Jornalista por formação, não acumulava vaidades. Colecionava histórias. E tinha um estilo saboroso de contá-las, porque o fazia com doses de perspicácia, temperadas com ironia suave e recheadas das referências próprias de quem lê por esporte. Sua memória alcançava os bastidores de todos os governos que o Distrito Federal já teve. E, mesmo cercado do poder, nunca flertou com a arrogância.
A Pestana são atribuídas importantes vitórias eleitorais. As duas eleições de Ibaneis estão entre suas conquistas não espalhafatosas. Ele foi o mentor das campanhas. Não exercia cargo no governo, mas era uma das pessoas mais importantes do Buriti. A quem o governador ouvia com atenção. Ibaneis não o considerava apenas conselheiro, mas o tinha como um amigo.
Conduzida, talvez, pelo pesar de perder um colega tão querido e de quem sentirei falta, me dei conta de que, em nosso último encontro – o tradicional almoço no Lakes –, falamos mais sobre a vida que sobre trabalho.
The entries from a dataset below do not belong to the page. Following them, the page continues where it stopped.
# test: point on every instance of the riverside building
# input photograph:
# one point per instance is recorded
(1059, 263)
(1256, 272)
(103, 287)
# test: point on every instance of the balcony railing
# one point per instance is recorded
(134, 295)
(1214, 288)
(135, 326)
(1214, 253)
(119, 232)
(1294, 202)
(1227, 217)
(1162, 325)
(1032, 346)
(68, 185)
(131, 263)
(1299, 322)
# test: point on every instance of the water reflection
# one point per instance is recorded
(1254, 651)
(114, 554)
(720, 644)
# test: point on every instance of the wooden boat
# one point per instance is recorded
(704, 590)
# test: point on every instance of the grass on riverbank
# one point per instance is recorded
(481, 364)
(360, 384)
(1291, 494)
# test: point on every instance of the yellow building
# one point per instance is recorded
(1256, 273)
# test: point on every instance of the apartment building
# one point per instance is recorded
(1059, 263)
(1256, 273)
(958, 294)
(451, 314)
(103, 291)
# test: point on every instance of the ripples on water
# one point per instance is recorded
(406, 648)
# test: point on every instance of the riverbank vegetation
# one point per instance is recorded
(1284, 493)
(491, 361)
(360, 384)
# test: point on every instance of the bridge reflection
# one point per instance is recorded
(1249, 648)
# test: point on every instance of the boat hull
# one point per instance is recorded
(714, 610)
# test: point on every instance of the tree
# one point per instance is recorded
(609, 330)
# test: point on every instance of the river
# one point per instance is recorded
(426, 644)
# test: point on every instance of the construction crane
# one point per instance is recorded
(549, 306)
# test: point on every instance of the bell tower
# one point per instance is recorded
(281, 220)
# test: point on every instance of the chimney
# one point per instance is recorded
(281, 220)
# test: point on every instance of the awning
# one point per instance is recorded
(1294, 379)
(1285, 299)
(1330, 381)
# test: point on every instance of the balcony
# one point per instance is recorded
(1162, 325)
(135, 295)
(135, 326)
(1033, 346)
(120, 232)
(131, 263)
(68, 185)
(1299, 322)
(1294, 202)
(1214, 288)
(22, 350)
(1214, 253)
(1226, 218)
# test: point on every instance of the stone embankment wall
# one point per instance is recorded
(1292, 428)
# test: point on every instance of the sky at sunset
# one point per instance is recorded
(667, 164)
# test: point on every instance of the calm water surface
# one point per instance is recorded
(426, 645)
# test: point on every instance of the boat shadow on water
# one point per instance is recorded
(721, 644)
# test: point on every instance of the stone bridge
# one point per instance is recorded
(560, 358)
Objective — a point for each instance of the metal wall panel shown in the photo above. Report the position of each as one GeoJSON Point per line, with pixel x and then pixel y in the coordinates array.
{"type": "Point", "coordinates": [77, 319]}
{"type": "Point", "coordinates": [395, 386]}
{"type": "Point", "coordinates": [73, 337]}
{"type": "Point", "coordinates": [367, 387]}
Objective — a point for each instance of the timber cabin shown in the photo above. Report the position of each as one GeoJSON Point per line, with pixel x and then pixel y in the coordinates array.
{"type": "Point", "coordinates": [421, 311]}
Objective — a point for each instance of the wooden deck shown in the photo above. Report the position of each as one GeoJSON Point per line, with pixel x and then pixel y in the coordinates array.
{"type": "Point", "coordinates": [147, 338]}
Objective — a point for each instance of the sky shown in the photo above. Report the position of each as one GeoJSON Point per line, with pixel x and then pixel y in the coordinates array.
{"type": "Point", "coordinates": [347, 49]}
Pestana nos fez rir ao partilhar sua experiência em evitar insônia tratada à base de indutor do sono. “Mantenho uns quatro clássicos, daqueles bem cascudos, na cabeceira da cama. Não consigo passar da quarta página, o olho pesca, durmo e nunca termino.”
Naquele dia, Pestana estava alegre. Mostrou fotos dos filhos, dos netos que moram na Alemanha. Casado há mais de quatro décadas, disse que nunca enxergou a vida sem a companhia de sua mulher, Zelinda. Em tempos de relações tão voláteis, uma declaração de amor.
Já perto de a gente se despedir, reparou que o vinho ainda estava pela metade. Foi o gancho para contar a anedota do amigo que jamais cometeria o sacrilégio de deixar garrafa pela metade, porque, toda vez que abria uma, jogava a rolha no telhado.
Pestana era o tipo de gente que ri de si mesmo. A propósito do hábito de beber socialmente, ele contou que cultivava há anos grupo de amigos que se reuniam para tomar uma cervejinha sempre às quintas. E que, pelo avançar da vida, os assuntos sobre perrengues de saúde estavam cada vez mais presentes. “Aí a gente estabeleceu uma regra de ouro: ‘Todo mundo pode contar só um perrengue por encontro. Depois, a gente muda a pauta, só vale falar de coisa boa’”.
Pestana fará falta naquela mesa de bar. Fará muita falta para sua família. Fará falta a seus amigos. A seus colegas. Aos seus leitores. A seus aconselhados. Pestana fará muita falta.